Obama laughed along with the rest of the CEOs, before listening to Lewis get to his point: he wants to pay back Troubled Asset Relief Program funds.

And he was not the only one.

Jamie Dimon, the CEO of JPMorgan Chase & Co., arrived with check in hand to give to Geithner before the meeting started, according to the participant. Geithner took the check briefly to examine it before handing it back. (The check was fake).

Dimon tried again later during the meeting, telling the president he would like to give back his $25 billion in Tarp money.

The overall tone of the meeting was cordial, participants said, with no raised voices or significant tension.
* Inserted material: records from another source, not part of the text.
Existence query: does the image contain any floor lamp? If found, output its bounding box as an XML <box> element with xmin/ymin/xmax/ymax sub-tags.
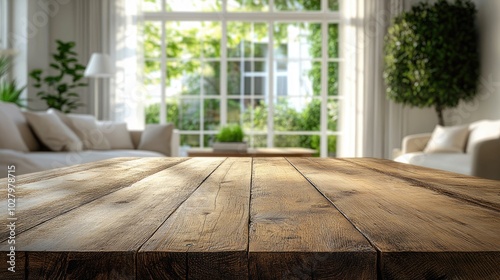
<box><xmin>84</xmin><ymin>53</ymin><xmax>113</xmax><ymax>119</ymax></box>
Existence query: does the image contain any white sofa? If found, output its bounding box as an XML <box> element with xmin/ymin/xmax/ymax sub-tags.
<box><xmin>0</xmin><ymin>102</ymin><xmax>179</xmax><ymax>178</ymax></box>
<box><xmin>394</xmin><ymin>120</ymin><xmax>500</xmax><ymax>180</ymax></box>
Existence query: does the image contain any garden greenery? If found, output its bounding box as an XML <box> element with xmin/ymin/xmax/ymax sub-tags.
<box><xmin>384</xmin><ymin>0</ymin><xmax>480</xmax><ymax>125</ymax></box>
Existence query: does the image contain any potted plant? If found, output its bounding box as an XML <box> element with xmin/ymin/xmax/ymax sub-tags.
<box><xmin>384</xmin><ymin>0</ymin><xmax>480</xmax><ymax>125</ymax></box>
<box><xmin>213</xmin><ymin>124</ymin><xmax>248</xmax><ymax>152</ymax></box>
<box><xmin>0</xmin><ymin>50</ymin><xmax>27</xmax><ymax>108</ymax></box>
<box><xmin>30</xmin><ymin>40</ymin><xmax>87</xmax><ymax>113</ymax></box>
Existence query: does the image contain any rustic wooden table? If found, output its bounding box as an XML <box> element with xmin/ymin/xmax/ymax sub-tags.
<box><xmin>0</xmin><ymin>158</ymin><xmax>500</xmax><ymax>279</ymax></box>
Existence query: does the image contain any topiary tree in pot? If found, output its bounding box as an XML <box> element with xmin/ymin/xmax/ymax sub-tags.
<box><xmin>384</xmin><ymin>0</ymin><xmax>480</xmax><ymax>125</ymax></box>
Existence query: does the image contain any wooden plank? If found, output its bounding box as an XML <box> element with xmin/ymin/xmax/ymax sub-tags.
<box><xmin>138</xmin><ymin>158</ymin><xmax>252</xmax><ymax>279</ymax></box>
<box><xmin>0</xmin><ymin>158</ymin><xmax>187</xmax><ymax>241</ymax></box>
<box><xmin>288</xmin><ymin>158</ymin><xmax>500</xmax><ymax>279</ymax></box>
<box><xmin>0</xmin><ymin>158</ymin><xmax>224</xmax><ymax>279</ymax></box>
<box><xmin>249</xmin><ymin>158</ymin><xmax>377</xmax><ymax>279</ymax></box>
<box><xmin>345</xmin><ymin>158</ymin><xmax>500</xmax><ymax>210</ymax></box>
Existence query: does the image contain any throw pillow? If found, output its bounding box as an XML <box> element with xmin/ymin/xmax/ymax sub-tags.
<box><xmin>98</xmin><ymin>122</ymin><xmax>134</xmax><ymax>150</ymax></box>
<box><xmin>424</xmin><ymin>125</ymin><xmax>469</xmax><ymax>153</ymax></box>
<box><xmin>0</xmin><ymin>101</ymin><xmax>40</xmax><ymax>151</ymax></box>
<box><xmin>137</xmin><ymin>124</ymin><xmax>174</xmax><ymax>156</ymax></box>
<box><xmin>48</xmin><ymin>109</ymin><xmax>110</xmax><ymax>150</ymax></box>
<box><xmin>0</xmin><ymin>111</ymin><xmax>29</xmax><ymax>153</ymax></box>
<box><xmin>25</xmin><ymin>112</ymin><xmax>83</xmax><ymax>152</ymax></box>
<box><xmin>465</xmin><ymin>120</ymin><xmax>500</xmax><ymax>153</ymax></box>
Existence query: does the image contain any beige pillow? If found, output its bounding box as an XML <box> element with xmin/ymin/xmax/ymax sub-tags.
<box><xmin>137</xmin><ymin>124</ymin><xmax>174</xmax><ymax>156</ymax></box>
<box><xmin>98</xmin><ymin>122</ymin><xmax>134</xmax><ymax>150</ymax></box>
<box><xmin>25</xmin><ymin>112</ymin><xmax>83</xmax><ymax>152</ymax></box>
<box><xmin>0</xmin><ymin>111</ymin><xmax>29</xmax><ymax>153</ymax></box>
<box><xmin>48</xmin><ymin>109</ymin><xmax>110</xmax><ymax>150</ymax></box>
<box><xmin>68</xmin><ymin>114</ymin><xmax>111</xmax><ymax>150</ymax></box>
<box><xmin>465</xmin><ymin>120</ymin><xmax>500</xmax><ymax>153</ymax></box>
<box><xmin>0</xmin><ymin>101</ymin><xmax>40</xmax><ymax>151</ymax></box>
<box><xmin>424</xmin><ymin>125</ymin><xmax>469</xmax><ymax>153</ymax></box>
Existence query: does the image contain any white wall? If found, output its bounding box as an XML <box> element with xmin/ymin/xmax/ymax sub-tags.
<box><xmin>405</xmin><ymin>0</ymin><xmax>500</xmax><ymax>134</ymax></box>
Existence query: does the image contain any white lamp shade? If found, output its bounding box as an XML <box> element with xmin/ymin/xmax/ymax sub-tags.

Obama's message was essentially one of mutual dependence: we need you, and you need us.

"My administration is the only thing between you and the pitchforks," Obama said.

Still, Lewis complained that all institutions were being tarred with the same brush, saying policymakers should better distinguish between commercial bankers and investment bankers.

But Obama had a rejoinder to that, saying the industry essentially brought that problem upon itself. He offered to call Sen. Byron Dorgan and ask him to re-establish the Glass-Steagall Act, which was repealed a decade ago. The law put barriers between commercial and investment banks.

Obama spent much of the meeting making a pitch for his priorities, emphasizing his plan for regulatory reform, including the creation of a systemic risk regulator, and asking banks to ensure they are dialing back on executive compensation. He wanted bankers to recognize that such practices had gotten out of hand.

For their part, bankers wanted more details on a plan to buy toxic assets, saying such details needed to come quickly if the program is to work. Obama asked at least one banker if he was willing to sell toxic assets, and received a positive reply, pending further information.

Other bankers emphasized that the Obama administration needed to slow down. To date, the government has about 20 different programs in place, and bankers sought breathing room for some of these plans to begin working before further ones were announced.

In addition to Dimon, Lewis and Fine, other banking industry representatives at the meeting were Vikram Pandit of Citigroup Inc., John Stumpf of Wells Fargo & Co., Ken Chenault of American Express Co., John Koskinen of Freddie Mac, Ronald Logue of State Street Corp., Robert Kelly of Bank of New York Mellon Corp., Rick Waddell of Northern Trust Corp., James Rohr of PNC Financial Services Group Inc., Lloyd Blankfein of Goldman Sachs, John Mack of Morgan Stanley, Richard Davis of U.S. Bancorp, Camden Fine, president of the Independent Community Bankers of America, and Ed Yingling of the American Bankers Association.